O jovem brasileiro andou algumas quadras e embarcou no ônibus urbano internacional da linha “Ciudad del Este - Foz do Iguaçu”Tudo parecia tranquilo até que o ônibus foi parado na aduana paraguaia antes de cruzar a fronteira para o Brasil na famosa Ponte da Amizade sobre o rio Paraná.

Policiais entraram no ônibus.  Pediram que todos os passageiros mostrassem os documentos. Diego mostrou a carteira de identidade de Nonato. Outro policial pediu que todos abrissem suas bagagens.  Para alívio do brasileirinho era apenas uma inspeção de rotina no combate ao tráfico de drogas.

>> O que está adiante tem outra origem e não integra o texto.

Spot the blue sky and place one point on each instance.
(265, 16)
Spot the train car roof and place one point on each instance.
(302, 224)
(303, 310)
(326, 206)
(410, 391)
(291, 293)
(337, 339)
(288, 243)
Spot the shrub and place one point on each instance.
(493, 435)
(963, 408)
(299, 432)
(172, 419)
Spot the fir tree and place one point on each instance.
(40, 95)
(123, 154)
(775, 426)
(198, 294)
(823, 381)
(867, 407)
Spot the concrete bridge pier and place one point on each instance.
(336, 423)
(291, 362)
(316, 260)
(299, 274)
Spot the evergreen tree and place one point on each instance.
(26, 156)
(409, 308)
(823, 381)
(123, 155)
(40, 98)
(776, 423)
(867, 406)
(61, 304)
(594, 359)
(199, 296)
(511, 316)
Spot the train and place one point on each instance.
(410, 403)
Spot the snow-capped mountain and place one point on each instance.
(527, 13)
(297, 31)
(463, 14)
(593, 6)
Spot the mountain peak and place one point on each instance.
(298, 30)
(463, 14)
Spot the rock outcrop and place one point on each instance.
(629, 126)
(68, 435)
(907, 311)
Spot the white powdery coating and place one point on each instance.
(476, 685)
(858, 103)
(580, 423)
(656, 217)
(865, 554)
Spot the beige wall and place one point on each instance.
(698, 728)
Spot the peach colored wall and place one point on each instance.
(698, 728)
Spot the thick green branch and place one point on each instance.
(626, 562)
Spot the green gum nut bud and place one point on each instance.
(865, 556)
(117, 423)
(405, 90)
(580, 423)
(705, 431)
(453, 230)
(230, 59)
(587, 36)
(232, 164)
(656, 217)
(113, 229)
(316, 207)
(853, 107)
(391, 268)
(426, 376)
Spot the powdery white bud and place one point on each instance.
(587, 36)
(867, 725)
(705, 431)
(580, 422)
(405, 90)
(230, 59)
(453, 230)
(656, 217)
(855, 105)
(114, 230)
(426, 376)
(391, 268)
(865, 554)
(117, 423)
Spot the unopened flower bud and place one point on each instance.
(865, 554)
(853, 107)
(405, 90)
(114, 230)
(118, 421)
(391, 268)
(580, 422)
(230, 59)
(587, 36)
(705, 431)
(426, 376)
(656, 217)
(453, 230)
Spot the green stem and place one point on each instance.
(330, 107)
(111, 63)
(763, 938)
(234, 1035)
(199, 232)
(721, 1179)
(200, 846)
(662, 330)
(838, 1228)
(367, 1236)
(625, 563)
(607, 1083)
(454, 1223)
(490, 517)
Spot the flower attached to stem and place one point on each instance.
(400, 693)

O ônibus foi liberado.  Na primeira metade da ponte, as cores da mureta lateral são vermelho, branco e azul (as cores da bandeira do Paraguai); a segunda parte possui as cores verde e amarelo do Brasil.

Quando o ônibus chegou do lado verde-amarelo, Diego teve a certeza de que estava são e salvo em sua amada pátria ! A primeira imagem vista foi de meninos jogando bola descalços num num terreno baldio próximo à margem do rio.  Lágrimas escorriam incontroladamente. Naquele sublime momento Diego renasceu. As lágrimas fizeram um novo homem surgir em liberdade.  Paraguai nunca mais !  Ah … Nonato também foi liberto. Após uma tremenda surra. Durante o espancamento Nonato havia, em seu pensamento, perdoado o amigo impostor. Pensou: “Se fosse comigo faria o mesmo. “

Nota do escritor Sérgio Portugal: Essa é uma história verídica. Os nomes foram trocados. Naturalmente há um pouco de ficção no relato. Conheci pessoalmente Dieguinho (que na verdade possui outro nome). Ele era meu vizinho no tempo em que morava em Foz do Iguaçu, fronteira com o Paraguai.